Погодин откатился подальше. В его глазах застыл ужас. Казалось, он вот-вот расплачется.

— Что делать будем, Андрюша? — спокойно спросил фронтовик. — Есть мысли?

— А что тут сделаешь, остается только ждать и надеяться, что не пришьют нас, а просто бросят на берегу связанными, — пожал я плечами.

— А если надежды не оправдаются?

— Все может быть… Статья им тяжкая светит. Нападение на сотрудника при исполнении, плюс повязали гражданских, незаконно свободы лишили. К тому же вооруженные и группой лиц, как говорится, по предварительному сговору. Тут вообще под расстрел попасть можно.

— Значит, терять им нечего, — вздохнул Петрович. — Пойдут до последнего…

— Получается, что так.

— Я-то пожил, мне вас, дураков молодых, жалко…

— Да не каркай, Петрович, раньше времени не хорони нас. Хотели бы убить, сразу бы пришили.

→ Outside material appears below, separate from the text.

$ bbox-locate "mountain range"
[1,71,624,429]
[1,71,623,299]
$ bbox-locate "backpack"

— И то верно, — оживился Петрович. — Посмотрим, что дальше будет…

Тем временем браконьеры закончили собирать хабар. Загрузили бочку с рыбой в лодку. Туда же поскидали пожитки: котелок, палатку, вещмешки, огромные ножи для рыбы, мешки с солью и прочую дребедень.

Седой взял двустволку и, поигрывая ею, вразвалочку подошел к нам. Остановился, презрительно прищурился, навел на дрожащего Погодина стволы:

— Ну что, граждане, прощеваться будем с вами! Кончину обещаю быструю и мертвую.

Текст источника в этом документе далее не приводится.